Tidak ada yang mengantarkanku. Hanya Jack. Dia cuma mengawasi dari pintu garasi.

Sesampai di rumah, ibu dan ayah sepertinya sedang menungguku. Atau memang sengaja? Apa pesan singkatku tidak sampai pada ibu?

“Lila. Sudah makan malam, Sayang?” Ibu menghampiriku. Tidak mengamatiku. Hanya tersenyum. Senyum penyambutan.

Ayahku, hanya melirik sekilas padaku. Dia mungkin marah. “Ponselmu mati? Terjadi sesuatu?”

Itu kecemasan ayah. Hanya saja, nadanya tetap datar. Berarti benar. Pesanku kemungkinan tidak terkirim.

“Aku sudah makan malam, Bu.” Kuberi dia senyuman sambil menggenggam tangannya sekilas. Beralih pada ayah. “Iya, Ayah. Ponselku mati. Tadi, saat kembali dari rumah paman Eddie, ada kucing besar melompat ke depan mobil. Tanpa sengaja aku menabraknya. Ponselku ikut jatuh dan rusak.” Yap, kucing besar yang ganas!

Ayah menelitiku dengan tatapannya. Memang begitu. Bukan selalu berarti dia mencurigaiku, dia hanya khawatir.

Wajah ibu begitu cemas. Berulang kali mengusap pundakku.

“Lain kali, usahakan untuk memberitahu. Kau bisa gunakan telepon umum.”

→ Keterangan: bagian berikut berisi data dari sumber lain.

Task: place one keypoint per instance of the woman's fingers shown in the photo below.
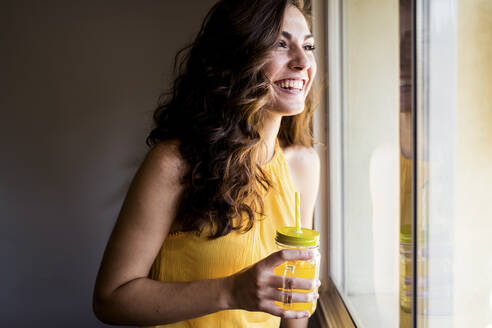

“Baik, Ayah.” Aku mengangguk. Di zaman sekarang, memangnya siapa yang mau menggunakan telepon umum?

“Tadi paman Eddie mencarimu. Setelah istirahat, coba telepon dia lagi.” Ibu memberitahu. Wajahnya masih mengerut karena khawatir.

“Ruby bersembunyi di kamarnya. Dia tidak kunjung keluar, sekuat apa pun aku membujuknya.”

Ibu menatapku lekat-lekat. “Setelah tahu bahwa bibimu meninggal, Ruby langsung melakukan penerbangan diam-diam ke Graswall.”

Apa? Apa gadis itu tahu apa yang sedang dilakukannya?

“Paman Eddie juga tidak tahu tentang hal itu?”

Wajah ibu semakin muram. “Tidak. Itulah sebabnya, semua orang menjadi khawatir karena adik sepupumu bertindak tanpa pikir panjang seperti itu.”